What cound be causing this in MSIE6?

My page is freaking out in MSIE6. Looks fine in MSIE7 and Firefox. The right DIV “digital catalog” is pushing itself out from the right side and knocking the graphic DIV down.

http://www.dorseygraphics.com/review/vialuxe/web2010/02/brand_solutions_01.html

Here’s the CSS

http://www.dorseygraphics.com/review/vialuxe/web2010/02/css/styles.css

I’m at a loss because I don’t know or understand fully the quirks that exist in MSIE6.

Thanks

Thanks for the link - I followed a chain of articles and learned quite a bit. The subject of DOCTYPE declarations is about as complicated as it gets, but I think I have a better understanding going forward.

It’s just a bug :slight_smile:

The Lynda movie is for members only - sorry!

But this page sums it up nicely.

http://www.lizhargreaves.com/2010/03/05/how-to-make-internet-explorer-behave/

Internet Explorer has its own unique and dysfunctional way of interpreting the CSS box model of website layout. It is frustrating for web designers to find that a site, which looks so pretty in Firefox and Safari, has burst at the seams in IE.

One way you can minimize the pain of coding for IE is to structure the head of your HTML in a way that forces IE to run in standards mode, as opposed to quirks mode.

Quirks mode is triggered:

* when the doc type declaration is missing/incomplete
* if it’s HTML 3 or earlier, or if a system identifier is missing
* when a comment or other content appears before doc type
* when there are errors anywhere in the document
* in IE6 – when there is an XML declaration before a doc type declaration

A tutorial by Bill Weinman on lynda.com gives some sample code for the top of your HTML file that will force IE into standards mode:


< !DOCTYPE html PUBLIC "-//W3C//DTD XHTML 1.0 Transitional//EN"
"http://www.w3.org/TR/xhtml1/DTD/xhtml1-transitional.dtd">
< ?xml version="1.0" encoding="utf-8"?>
<html xmlns="http://www.w3.org/1999/xhtml"></html>

If you still trigger quirks mode, check for errors in your HTML using the w3 validator.

Now you should have an error-free, standards triggering page that will render correctly in IE.

But to eliminate any nasty surprises at launch, always check your page.
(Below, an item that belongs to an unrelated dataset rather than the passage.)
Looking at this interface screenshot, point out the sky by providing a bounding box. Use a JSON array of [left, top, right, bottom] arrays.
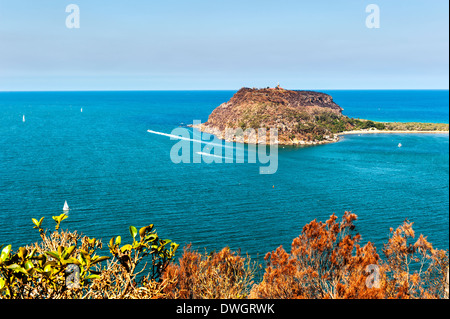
[[0, 0, 449, 91]]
If you are on a Mac, IE NetRenderer is a useful resource, though it doesn’t seem to work for all sites. If IE NetRenderer comes up blank, try browsershots. It’s slow to render, but always gives results.

But for “Internet Explorer Testing Done Right,” try Parallels, which allows you to run Windows from OS X without rebooting.

Using these tools, you can be certain that all is running well in Internet Explorer land.

Glad it worked :). You’re welcome.

@spdorsey - I don’t have a membership with lynda.com - is the video you refer to free or members-only? Could you perhaps provide a link?

@ryanreese - Sorry, guess I didn’t make myself clear. I understand, of course, that increasing the width of an element can cause a float to drop if there’s not enough horizontal space in the container to accommodate both. My question had more to do with why only IE6 stretches the parent element. From what happened here, it appears that the more standards-compliant (i.e., non-IE6) browsers do not allow the width of a child element to “stretch” the parent if the parent has a defined width, whereas IE6 does allow this.

Thank you both for taking a look at this. That was an easy fix, I think I have been staring at code for too long!

I have another question (more CSS-fundamentals and not a code fix request) - I’ll ask it in another forum post.

Thanks again,

-----------S

A doctype without a URI isn’t a full doctype and will cause quirks mode, but I’d love to see a case where a fulldoctype triggers quirks mode (it’s the actual trigger, there are ways to get quirks mode with full doctypes)

It’s an expanding box problem. I’ll try to be fast…late for work

Anyway, so since the parent is 440px, anything over that in IE6 will stretch the parents width, thus increasing the overall width of the element so it can accomodate.

Increased width=float drop. I have to leave. If you are still confused someone else can jump in

I just took a look at the lynda.com CSS training movies. I’ve been coding for years (off and on), and I’m way out of practice (last site I coded was for MSIE 5) so I watched the movies and they helped refresh my memory a lot.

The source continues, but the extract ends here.